# Motorola Corsa Extra - on e-bay.



## Big dUnC (Dec 16, 2006)

What's up - no takers for this classic Merckx ? 

Everyone 'mugged ' their bank accounts for christmas and stuck for cash ? Or (more likely) is the asking price just too high ?

It's been up for sale for a couple of weeks now with very little activity and to me it just seems way over priced - even if it is NOS. My current NOS SLX en-route from the factory isn't costing that much!! I'd have thought somewhere around the $800.00 mark is more realistic although as we all know it only needs one person to shell out and the seller has justified the asking price.

What does everyone think about current Merckx frameset values. Ultimately a frame is only worth what someone pays for it !


----------



## kjmunc (Sep 19, 2005)

You hit all the usual suspects already.....economy, post-holidays, and high asking price. Seems like other SLX frames have gone for way less, but occasionally a couple of people drive the price up on something in a really desireable color scheme or size. 

Maybe someone really wants this frame and money isn't an issue, or maybe the seller isn't motivated enough to drop the price. 
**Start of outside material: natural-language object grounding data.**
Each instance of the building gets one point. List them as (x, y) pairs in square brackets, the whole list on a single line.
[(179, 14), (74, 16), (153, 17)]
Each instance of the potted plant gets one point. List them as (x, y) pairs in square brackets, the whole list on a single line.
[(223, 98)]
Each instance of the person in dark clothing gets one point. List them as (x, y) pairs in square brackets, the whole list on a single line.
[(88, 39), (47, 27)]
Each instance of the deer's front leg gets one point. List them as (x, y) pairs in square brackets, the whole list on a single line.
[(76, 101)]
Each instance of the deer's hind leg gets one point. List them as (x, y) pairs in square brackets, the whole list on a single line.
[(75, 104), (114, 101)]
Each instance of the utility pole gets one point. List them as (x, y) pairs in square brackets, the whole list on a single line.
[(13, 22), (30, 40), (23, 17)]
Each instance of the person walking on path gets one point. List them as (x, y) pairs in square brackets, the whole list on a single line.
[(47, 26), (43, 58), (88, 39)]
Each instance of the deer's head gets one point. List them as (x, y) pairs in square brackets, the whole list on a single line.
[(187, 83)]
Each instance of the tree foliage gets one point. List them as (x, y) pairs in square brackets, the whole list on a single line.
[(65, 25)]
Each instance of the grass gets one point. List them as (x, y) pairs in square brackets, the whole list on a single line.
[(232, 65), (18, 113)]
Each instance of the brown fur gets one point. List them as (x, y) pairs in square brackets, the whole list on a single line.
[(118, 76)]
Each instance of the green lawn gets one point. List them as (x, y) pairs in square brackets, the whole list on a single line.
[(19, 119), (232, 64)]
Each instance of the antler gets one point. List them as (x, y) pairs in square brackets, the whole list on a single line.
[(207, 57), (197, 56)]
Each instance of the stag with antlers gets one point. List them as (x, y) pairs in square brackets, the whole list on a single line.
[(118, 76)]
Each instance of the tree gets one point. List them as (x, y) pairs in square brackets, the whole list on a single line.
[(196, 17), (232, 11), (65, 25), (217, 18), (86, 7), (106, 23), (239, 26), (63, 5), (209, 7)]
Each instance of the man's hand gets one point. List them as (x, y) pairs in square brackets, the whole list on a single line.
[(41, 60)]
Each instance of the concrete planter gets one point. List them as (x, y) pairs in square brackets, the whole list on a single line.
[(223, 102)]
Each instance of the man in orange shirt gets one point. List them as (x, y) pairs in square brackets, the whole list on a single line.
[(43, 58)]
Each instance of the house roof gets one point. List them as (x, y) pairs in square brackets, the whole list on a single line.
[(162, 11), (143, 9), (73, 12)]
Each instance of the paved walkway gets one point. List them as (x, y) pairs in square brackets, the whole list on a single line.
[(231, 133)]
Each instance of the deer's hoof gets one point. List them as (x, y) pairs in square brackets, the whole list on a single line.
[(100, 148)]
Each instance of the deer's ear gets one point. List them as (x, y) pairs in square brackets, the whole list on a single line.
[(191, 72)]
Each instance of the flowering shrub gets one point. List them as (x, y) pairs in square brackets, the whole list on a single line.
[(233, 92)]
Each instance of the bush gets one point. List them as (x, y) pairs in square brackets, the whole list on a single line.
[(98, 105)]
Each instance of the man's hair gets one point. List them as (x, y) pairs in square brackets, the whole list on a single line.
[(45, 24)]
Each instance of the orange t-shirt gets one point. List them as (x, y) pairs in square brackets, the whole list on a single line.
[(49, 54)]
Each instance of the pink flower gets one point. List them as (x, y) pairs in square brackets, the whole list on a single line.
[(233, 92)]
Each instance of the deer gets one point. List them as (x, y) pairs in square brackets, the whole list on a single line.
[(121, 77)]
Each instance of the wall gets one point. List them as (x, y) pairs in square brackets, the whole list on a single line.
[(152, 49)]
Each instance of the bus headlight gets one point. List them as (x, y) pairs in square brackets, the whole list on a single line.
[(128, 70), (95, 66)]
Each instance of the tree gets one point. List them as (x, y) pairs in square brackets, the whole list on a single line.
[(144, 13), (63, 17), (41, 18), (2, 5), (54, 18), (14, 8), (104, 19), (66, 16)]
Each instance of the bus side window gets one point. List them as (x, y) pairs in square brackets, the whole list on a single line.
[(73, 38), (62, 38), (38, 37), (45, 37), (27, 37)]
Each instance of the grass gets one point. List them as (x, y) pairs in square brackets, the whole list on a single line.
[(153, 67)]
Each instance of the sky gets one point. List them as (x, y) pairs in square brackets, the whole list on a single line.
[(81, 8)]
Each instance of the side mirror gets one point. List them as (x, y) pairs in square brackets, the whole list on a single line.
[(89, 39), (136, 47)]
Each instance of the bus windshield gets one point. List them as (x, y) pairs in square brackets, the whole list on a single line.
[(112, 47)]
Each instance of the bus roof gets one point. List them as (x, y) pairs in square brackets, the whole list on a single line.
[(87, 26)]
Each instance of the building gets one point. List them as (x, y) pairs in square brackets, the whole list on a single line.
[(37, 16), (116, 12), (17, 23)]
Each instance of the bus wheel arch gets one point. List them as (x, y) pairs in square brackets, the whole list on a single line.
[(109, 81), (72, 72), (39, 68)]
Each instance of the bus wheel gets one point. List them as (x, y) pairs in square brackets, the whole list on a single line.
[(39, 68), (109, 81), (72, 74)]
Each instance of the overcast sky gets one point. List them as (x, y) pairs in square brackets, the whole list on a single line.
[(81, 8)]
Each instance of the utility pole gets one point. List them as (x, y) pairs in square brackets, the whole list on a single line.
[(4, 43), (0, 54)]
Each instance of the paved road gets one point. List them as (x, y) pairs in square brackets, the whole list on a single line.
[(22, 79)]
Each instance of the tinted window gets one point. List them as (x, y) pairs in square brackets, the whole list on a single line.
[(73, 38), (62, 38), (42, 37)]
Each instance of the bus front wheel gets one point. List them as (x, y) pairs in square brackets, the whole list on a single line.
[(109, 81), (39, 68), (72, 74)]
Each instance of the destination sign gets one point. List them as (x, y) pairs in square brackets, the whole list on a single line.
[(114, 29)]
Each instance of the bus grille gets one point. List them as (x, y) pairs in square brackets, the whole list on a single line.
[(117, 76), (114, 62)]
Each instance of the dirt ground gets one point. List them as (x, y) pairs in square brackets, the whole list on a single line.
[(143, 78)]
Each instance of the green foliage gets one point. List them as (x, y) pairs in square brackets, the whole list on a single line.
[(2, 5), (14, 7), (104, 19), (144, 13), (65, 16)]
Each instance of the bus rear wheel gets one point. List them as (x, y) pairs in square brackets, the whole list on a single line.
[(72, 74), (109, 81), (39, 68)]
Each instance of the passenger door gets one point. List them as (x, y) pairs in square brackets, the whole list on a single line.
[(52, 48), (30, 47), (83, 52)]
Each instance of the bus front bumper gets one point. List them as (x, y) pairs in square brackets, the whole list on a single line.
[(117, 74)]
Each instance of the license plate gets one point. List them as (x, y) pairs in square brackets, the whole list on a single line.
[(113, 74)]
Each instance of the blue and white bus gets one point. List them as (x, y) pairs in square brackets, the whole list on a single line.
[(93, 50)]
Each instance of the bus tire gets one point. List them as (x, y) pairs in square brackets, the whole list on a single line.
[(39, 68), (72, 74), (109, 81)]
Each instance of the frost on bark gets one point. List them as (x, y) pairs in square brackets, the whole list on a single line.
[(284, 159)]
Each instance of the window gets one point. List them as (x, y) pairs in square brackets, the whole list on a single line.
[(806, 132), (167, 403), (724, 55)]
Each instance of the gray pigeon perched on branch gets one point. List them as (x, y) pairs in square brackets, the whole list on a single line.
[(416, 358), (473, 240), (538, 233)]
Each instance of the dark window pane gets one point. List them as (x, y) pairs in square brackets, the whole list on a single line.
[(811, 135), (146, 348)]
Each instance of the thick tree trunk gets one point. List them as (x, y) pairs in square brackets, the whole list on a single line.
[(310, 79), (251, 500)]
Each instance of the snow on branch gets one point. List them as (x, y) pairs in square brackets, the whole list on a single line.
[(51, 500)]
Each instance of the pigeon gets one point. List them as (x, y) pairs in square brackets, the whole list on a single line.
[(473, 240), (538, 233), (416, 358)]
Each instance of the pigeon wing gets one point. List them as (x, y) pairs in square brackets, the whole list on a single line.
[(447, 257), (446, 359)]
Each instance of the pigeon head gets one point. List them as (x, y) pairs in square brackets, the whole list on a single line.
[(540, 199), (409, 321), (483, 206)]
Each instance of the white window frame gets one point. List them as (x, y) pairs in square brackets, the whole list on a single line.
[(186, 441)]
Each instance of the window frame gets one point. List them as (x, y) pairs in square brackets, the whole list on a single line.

Current prices don't seem to have been affected that much, although the pool of prospective buyers seems to have shrunk significantly. Now that Eddy is retired it's not like you will ever be able to buy a steel Merckx again and enough people want them that we all seem to have lost out in one bidding war or another in the past year so I think the long term value continues to trend upward on the most collectable of frames.


----------